Rating: 6 1/2 out of 10. If we had to choose just one track: Belief

Heresy #2 (9.3.88)

This session, by contrast, is blinding. Just great. May or may not be a coincidence that Baz Ballam was now in the holding role on guitar, but the likelihood is that Heresy knew their way around the studio by now. Starts with "Consume" and a fine version of "Face Up To It" but on all six tracks the boys are in their element, including an excellent "Cornered Rat" (riff later nicked by Unseen Terror in the middle of "Strong Enough To Change", q.v.)

Rating: 9 and a bit out of 10. If we had to choose just one track: Cornered Rat

Heresy #3 (18.1.89)

Picking up where #2 left off, this has muscular, driving versions of classics like "Everyday Madness Everyday" and "Break The Connection". The shout outs to Brian Clough and Franz Carr would no doubt have tickled JP, too. It finishes with a hectic take on "Genocide" which, propelled by breakneck drumming, is possibly the closest Heresy would get in the studio to a pure grind tune.

Rating: 8 1/2 out of 10. If we had to choose just one track: Everyday Madness Everyday

Intense Degree (15.3.88)

East Anglian skaters Intense Degree are much overlooked, and criminally under-represented in terms of reissues or digital releases. Their thudding sound, starting here with a brooding, unrepresentatively mainstream slowish-guitar intro to "Hangin' On", was slower and more functional in places, more ragged in others, but the songs (a mere eleven here!) were always enjoyable enough, with the "Straitjacket / I've Got A Cure" medley that appeared on the seminal "Grindcrusher" compilation probably thereby becoming their most syndicated track (although "Skate Bored", "Bursting" and "Daydreams" made it on to the 12" vinyl of Strange Fruit's "Hardcore Holocaust" comp, too).

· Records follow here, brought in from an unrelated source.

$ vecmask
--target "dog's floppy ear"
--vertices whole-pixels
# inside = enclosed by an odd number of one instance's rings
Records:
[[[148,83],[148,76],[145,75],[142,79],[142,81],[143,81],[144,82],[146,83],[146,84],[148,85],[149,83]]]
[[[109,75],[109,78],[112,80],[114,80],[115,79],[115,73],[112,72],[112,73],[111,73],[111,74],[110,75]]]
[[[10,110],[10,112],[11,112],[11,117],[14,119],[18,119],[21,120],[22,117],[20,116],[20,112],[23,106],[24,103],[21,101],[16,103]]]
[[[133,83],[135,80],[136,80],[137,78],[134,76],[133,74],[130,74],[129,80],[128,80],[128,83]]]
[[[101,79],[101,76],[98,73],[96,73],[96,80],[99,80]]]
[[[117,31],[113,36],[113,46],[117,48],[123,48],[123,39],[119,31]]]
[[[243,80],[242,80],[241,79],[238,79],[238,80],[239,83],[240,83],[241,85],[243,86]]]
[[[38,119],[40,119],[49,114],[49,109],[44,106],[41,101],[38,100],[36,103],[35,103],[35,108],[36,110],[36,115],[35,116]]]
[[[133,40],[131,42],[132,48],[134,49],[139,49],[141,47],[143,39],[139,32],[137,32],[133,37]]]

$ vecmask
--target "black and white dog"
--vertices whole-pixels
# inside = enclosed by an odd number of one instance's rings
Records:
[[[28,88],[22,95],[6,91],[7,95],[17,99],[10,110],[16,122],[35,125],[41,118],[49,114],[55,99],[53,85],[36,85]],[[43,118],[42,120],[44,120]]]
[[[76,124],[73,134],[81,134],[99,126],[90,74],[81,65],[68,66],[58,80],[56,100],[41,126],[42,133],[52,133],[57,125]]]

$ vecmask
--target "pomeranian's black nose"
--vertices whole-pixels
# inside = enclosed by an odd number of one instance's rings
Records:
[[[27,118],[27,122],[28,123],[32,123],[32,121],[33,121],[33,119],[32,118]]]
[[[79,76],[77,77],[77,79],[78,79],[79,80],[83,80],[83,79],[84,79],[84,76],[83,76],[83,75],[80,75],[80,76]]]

A word for "Intense Degree" (the song!) as well: thirteen seconds long, a bubbling ID theme, made by a brilliant "wo-oah" near the end.

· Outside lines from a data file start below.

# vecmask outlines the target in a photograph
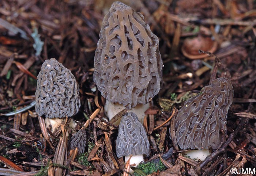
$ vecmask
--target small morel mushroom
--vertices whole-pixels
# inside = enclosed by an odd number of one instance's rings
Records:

Rating: Very nearly 8 out of 10. If we had to choose just one track: Probably "Hangin' On", although we'll always be fond of "Skate Bored" too.

* * *

Despite the title, only one of the bands on this set is truly "grindcore", and that's Napalm Death, who did after all invent the genre. But that doesn't stop this being an unassailably good value comp, a faithful companion for Earache's the "Metal" boxsets of yore, accompanied by sleeve notes from Mick Harris, the whirlwind drummer at the eye of the storm who seemingly played on half the sessions. May Santa deliver "Grind Madness At The BBC" to each and every one of your bedside stockings, and if he unaccountably fails to do so then at less than 8p per track, you could always venture into the snow-flecked streets and buy it.

Anyway. Happy Christmas, and whatever you're doing on the 31st - whether you're going to bed early, going out robbing, venturing to a party with people you don't really like or being fleeced into paying £25 to spend midnight in a crowded pub you normally wouldn't dream of going into even for free - have a truly *righteous* New Year and thank you, as ever, for (skim) reading. It appears from the pile of scrawled post-its, CDs and bottles of Quilmes in front of us that we're about to add up the votes for our end-of-year polls, so there's real and present danger of some more distressingly long "lists" posts soon too. Sorry in advance.

Comments

Mentioned in the same post as the Narrowboat and Radford FC. I am honoured.

Hope you're well, Kieron. Will you be coming out to London Popfest?